In Mule 4, error handling is no longer limited to a Java exception handling process that requires you to check the source code or force an error in order to understand what happened. Though Java Throwable errors and exceptions are still available, Mule 4 introduces a formal Error concept that’s easier to use. Now, each component declares the type of errors it can throw, so you can identify potential errors at design time.

Mule Errors

Execution failures are represented with Mule errors that have the following components:

  • A description of the problem.

  • A type that is used to characterize the problem.

  • A cause, the underlying Java Throwable that resulted in the failure.

  • An optional error message, which is used to include a proper Mule Message regarding the problem.

For example, when an HTTP request fails with a 401 status code, a Mule error provides the following information:

Description: HTTP GET on resource ‘http://localhost:36682/testPath’ failed: unauthorized (401)
Type: HTTP:UNAUTHORIZED
Cause: a ResponseValidatorTypedException instance
Error Message:  { "message" : "Could not authorize the user." }

Error Types

In the example above, the error type is HTTP:UNAUTHORIZED, not simply UNAUTHORIZED. Error types consist of both a namespace and an identifier, allowing you to distinguish the types according to their domain (for example, HTTP:NOT_FOUND and FILE:NOT_FOUND). While connectors define their own namespace, core runtime errors have an implicit one: MULE:EXPRESSION and EXPRESSION are interpreted as one.

Another important characteristic of error types is that they might have a parent type. For example, HTTP:UNAUTHORIZED has MULE:CLIENT_SECURITY as the parent, which, in turn, has MULE:SECURITY as the parent.

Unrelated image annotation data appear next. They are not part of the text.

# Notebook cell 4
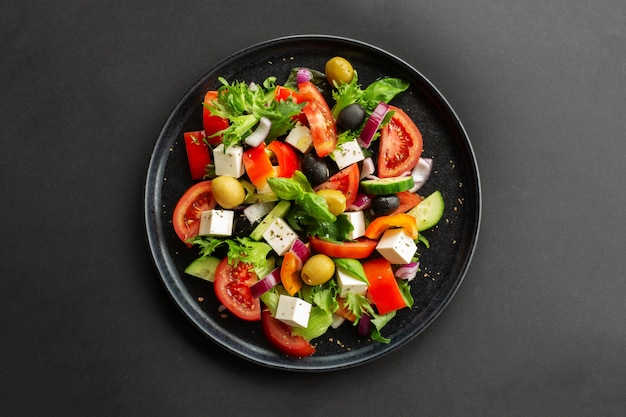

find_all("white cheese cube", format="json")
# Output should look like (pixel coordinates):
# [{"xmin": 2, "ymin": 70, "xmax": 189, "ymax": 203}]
[
  {"xmin": 198, "ymin": 210, "xmax": 235, "ymax": 236},
  {"xmin": 376, "ymin": 229, "xmax": 417, "ymax": 264},
  {"xmin": 243, "ymin": 202, "xmax": 276, "ymax": 224},
  {"xmin": 276, "ymin": 294, "xmax": 312, "ymax": 327},
  {"xmin": 331, "ymin": 139, "xmax": 365, "ymax": 169},
  {"xmin": 285, "ymin": 122, "xmax": 313, "ymax": 153},
  {"xmin": 213, "ymin": 143, "xmax": 245, "ymax": 178},
  {"xmin": 337, "ymin": 266, "xmax": 367, "ymax": 298},
  {"xmin": 343, "ymin": 211, "xmax": 365, "ymax": 239},
  {"xmin": 263, "ymin": 217, "xmax": 298, "ymax": 256}
]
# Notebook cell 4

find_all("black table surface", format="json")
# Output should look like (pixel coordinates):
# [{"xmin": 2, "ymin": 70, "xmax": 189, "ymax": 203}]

This establishes error types as specifications of more global ones: an HTTP unauthorized error is a kind of client security error, which is a type of a more broad security issue.

These hierarchies mean routing can be more general, since, for example, a handler for MULE:SECURITY catches HTTP unauthorized errors as well as OAuth errors. Below you can see what the core runtime hierarchy looks like:

A hierarchy of error types showing categories including ANY and CRITICAL

All errors are either general or CRITICAL, the latter being so severe that they cannot be handled. At the top of the general hierarchy is ANY, which allows matching all types under it.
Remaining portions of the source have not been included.